The distribution of individuals diagnosed with HD by sociodemographic characteristics is presented in Table 3. Among participants in the HD sample, 9.4% were missing all socio-demographic data (n = 348). Overall, the age of participants ranged broadly from under 10 to over 80. The mean age of incident cases was 53.81 (SD = 17.46), and the age at which cases were analyzed was 62.56 years (SD = 16.34). Among those diagnosed, 1.18% (n = 44) were identified as 20 years old or less, indicating juvenile onset. Age-adjusted diagnostic frequency was higher among women than men (7.05 per 100,000; 95% CI: 6.91, 7.19, versus 6.10 per 100,000, 95% CI: 5.96, 6.24, P < 0.01). Individuals who identified as White had the highest diagnostic frequency (7.76 per 100,000 persons, 95% CI: 7.63, 7.89), and were lowest among those who identified as Asian (3.58 per 100,000 persons, 95% CI: 3.19, 3.97) or Hispanic (4.34 per 100,000 persons, 95% CI: 4.09, 4.59; P < 0.01). Among individuals who identified as Black or African American, age-adjusted diagnostic frequency was 7.38 per 100,000 persons, (95% CI: 7.03, 7.73), and not significantly different from those who identified as White.
Table 3.
Demographic-Specific Diagnostic Frequencya Estimates of Huntington’s Disease in a Privately Insured, U.S. Population, 2003–2016.

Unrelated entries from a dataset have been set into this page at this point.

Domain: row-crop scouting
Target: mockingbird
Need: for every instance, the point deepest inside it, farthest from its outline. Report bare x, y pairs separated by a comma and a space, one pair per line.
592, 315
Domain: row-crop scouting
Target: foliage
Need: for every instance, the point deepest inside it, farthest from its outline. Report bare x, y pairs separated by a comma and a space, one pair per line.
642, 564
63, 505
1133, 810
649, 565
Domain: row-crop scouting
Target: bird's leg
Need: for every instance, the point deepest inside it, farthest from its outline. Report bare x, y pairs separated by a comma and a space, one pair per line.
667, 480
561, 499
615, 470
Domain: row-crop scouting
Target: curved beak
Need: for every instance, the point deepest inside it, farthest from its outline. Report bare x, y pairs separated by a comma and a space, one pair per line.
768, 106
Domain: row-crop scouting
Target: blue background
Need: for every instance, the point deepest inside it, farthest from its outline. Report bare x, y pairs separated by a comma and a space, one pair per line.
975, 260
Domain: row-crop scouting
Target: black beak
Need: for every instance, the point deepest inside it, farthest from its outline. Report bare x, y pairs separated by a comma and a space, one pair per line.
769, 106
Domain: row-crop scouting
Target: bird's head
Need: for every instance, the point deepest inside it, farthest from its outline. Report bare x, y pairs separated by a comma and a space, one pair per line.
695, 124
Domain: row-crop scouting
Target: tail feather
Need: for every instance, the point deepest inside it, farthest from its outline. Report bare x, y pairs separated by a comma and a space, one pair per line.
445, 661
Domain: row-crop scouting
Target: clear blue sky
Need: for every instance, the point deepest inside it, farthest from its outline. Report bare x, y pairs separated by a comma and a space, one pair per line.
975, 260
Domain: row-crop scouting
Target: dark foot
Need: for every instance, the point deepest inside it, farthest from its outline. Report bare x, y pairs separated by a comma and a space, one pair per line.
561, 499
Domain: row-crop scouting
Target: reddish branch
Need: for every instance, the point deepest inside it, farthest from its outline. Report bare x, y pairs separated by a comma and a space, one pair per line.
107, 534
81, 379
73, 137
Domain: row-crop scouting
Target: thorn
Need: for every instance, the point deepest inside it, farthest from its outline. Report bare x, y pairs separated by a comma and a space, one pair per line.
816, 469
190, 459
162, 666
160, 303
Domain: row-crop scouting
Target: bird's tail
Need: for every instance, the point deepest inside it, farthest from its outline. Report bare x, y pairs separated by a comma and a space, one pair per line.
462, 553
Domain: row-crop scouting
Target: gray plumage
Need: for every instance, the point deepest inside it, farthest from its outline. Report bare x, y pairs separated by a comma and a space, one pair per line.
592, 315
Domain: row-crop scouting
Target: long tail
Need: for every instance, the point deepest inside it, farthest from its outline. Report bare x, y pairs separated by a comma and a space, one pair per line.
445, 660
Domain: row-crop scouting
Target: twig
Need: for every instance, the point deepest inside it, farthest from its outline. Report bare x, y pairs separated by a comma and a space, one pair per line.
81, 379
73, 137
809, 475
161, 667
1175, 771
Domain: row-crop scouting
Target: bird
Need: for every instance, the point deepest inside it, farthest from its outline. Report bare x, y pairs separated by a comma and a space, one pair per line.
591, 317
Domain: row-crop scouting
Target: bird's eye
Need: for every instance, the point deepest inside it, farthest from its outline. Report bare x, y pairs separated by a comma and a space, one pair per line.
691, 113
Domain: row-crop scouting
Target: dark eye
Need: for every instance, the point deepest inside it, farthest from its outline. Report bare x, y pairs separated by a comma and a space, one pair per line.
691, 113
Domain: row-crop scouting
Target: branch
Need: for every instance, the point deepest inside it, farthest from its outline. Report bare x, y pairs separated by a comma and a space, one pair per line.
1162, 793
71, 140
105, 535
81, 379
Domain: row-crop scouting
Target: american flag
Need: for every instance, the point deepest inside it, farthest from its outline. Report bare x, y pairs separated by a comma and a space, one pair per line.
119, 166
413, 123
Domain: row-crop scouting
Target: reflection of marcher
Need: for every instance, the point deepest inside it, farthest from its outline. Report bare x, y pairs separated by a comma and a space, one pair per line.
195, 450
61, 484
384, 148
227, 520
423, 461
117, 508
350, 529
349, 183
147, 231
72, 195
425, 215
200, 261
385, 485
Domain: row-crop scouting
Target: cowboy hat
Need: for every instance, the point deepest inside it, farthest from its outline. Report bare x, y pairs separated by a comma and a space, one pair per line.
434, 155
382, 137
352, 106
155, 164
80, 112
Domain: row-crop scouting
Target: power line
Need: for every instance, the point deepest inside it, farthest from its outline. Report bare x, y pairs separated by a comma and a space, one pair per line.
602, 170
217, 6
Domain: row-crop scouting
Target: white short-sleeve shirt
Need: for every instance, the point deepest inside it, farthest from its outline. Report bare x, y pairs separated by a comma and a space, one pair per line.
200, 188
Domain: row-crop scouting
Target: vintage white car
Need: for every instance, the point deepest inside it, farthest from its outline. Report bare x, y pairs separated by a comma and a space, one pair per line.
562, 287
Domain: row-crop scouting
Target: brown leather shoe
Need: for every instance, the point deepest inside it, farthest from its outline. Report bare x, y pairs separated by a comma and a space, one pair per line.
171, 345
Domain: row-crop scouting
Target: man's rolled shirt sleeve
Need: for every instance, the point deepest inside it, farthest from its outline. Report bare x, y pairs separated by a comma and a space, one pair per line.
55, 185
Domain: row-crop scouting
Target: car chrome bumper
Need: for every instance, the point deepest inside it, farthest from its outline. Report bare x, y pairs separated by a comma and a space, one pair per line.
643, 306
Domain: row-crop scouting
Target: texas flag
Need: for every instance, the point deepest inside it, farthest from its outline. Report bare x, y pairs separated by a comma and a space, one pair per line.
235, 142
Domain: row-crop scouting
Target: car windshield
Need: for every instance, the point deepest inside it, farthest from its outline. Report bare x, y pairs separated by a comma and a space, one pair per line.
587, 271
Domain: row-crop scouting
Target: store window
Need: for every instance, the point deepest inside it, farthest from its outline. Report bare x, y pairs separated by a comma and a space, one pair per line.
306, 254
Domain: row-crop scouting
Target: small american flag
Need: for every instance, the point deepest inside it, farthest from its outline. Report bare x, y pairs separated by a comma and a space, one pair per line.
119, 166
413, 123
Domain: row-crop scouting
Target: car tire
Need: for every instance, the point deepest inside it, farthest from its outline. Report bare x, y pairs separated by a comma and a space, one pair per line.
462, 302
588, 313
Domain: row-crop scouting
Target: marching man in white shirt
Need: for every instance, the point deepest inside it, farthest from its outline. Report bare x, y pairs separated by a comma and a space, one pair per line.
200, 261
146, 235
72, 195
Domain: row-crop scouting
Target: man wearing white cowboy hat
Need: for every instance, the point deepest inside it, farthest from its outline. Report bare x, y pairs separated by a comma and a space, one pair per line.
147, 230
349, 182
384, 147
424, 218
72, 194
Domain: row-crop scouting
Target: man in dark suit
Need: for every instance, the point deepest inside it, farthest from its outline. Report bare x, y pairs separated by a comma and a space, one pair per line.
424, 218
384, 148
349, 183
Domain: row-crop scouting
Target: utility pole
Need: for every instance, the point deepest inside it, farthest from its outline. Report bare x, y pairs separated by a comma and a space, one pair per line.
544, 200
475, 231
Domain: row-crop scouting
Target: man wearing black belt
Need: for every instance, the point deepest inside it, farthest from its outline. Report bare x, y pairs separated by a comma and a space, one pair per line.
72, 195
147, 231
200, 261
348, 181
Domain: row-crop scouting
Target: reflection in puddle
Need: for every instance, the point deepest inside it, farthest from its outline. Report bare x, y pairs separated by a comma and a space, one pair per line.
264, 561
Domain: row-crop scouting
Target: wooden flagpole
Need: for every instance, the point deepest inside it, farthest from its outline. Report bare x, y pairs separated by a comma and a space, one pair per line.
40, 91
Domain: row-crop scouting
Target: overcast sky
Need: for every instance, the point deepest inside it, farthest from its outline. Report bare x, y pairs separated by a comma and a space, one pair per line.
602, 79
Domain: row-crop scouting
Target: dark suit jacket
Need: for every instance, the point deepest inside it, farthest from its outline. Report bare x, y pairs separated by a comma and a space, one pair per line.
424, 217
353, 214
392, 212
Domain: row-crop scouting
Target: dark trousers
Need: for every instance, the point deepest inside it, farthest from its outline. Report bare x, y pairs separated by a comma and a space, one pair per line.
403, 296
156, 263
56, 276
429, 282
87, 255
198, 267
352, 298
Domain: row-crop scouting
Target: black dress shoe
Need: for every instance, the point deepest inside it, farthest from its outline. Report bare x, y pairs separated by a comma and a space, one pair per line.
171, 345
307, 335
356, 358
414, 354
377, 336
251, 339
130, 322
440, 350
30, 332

| No. of Cases | Annual Membership | Diagnostic Frequency per 100,000 persons | 95% CIb | Age-Adjustedc Diagnostic Frequency per 100,000 persons | 95% CI | |
|---|---|---|---|---|---|---|
| Gender | ||||||
| Female | 2,094 | 34,099,686 | 6.14 | 5.88, 6.40 | 7.05 | 6.91, 7.19 |
| Male | 1,611 | 33,466,536 | 4.81 | 4.58, 5.05 | 6.10 | 5.96, 6.24 |
| Missing | 2 | 16,307 | ||||
| Race/Ethnicity | ||||||
| Asian | 56 | 2,692,791 | 2.08 | 1.53, 2.62 | 3.58 | 3.19, 3.97 |
| Black | 312 | 5,524,546 | 5.65 | 5.02, 6.27 | 7.38 | 7.03, 7.73 |
| Hispanic | 210 | 7,173,906 | 2.93 | 2.53, 3.32 | 4.34 | 4.09, 4.59 |
| White | 2,648 | 39,341,133 | 6.73 | 6.47, 6.99 | 7.76 | 7.63, 7.89 |
| Missing | 481 | 2,694,411 | ||||
| Annual Household Income | ||||||
| <49,000 | 740 | 8,681,881 | 8.52 | 7.91, 9.14 | 8.32 | 8.00, 8.64 |
| 50,000–99,000 | 831 | 11,255,052 | 7.39 | 6.88, 7.89 | 7.59 | 7.41, 7.77 |
| 100,000 or more | 570 | 11,911,302 | 4.79 | 4.39, 5.18 | 6.54 | 6.37, 6.71 |
| Missing | 1,566 | 25,578,552 | ||||
| Educational Attainment | ||||||
| High School or less | 1,066 | 18,175,085 | 5.86 | 5.51, 6.22 | 7.08 | 6.89, 7.27 |
| Some College | 1,846 | 28,977,425 | 6.37 | 6.08, 6.66 | 7.16 | 6.96, 7.36 |
| College or professional | 429 | 9,809,263 | 4.37 | 3.95, 4.79 | 5.98 | 5.74, 6.22 |
| Missing | 366 | 465,014 |
Diagnostic frequency rates are per 100,000 person-years.
CI, confidence interval.
Age adjusted to the 2000 US population.
We identified an inverse relationship between income and HD diagnosis; as annual household income decreased, frequency of HD increased monotonically (P < 0.01). In terms of educational attainment, age-adjusted HD frequency was lowest among those with a college of professional degree (5.98 per 100,000 persons, 95% CI: 5.74, 6.22), but we did not observe the same graded relationship as with income. A substantial proportion of the sample were missing income data (42.24%), and to a lesser extent race/ethnicity (12.98%) or educational data (9.87%).
DISCUSSION
We used a commercial insurance database of over 67 million health plan members identified between 2003 and 2016 to provide the first large-scale, Huntington’s Disease estimates for the U.S. We estimated a cumulative age-adjusted HD frequency rate of 6.52 per 100,000 persons and a cumulative incidence rate of 1.22 per 100,000 person years. We noted fluctuating trends in overall frequency and incidence across the 14-year observation period, however these were relatively stable, and non-significant, after age-standardization. We further identified—in a setting where all individuals were insured—several important differences in diagnostic frequency by sociodemographic factors, including self-reported gender, race/ethnicity and income.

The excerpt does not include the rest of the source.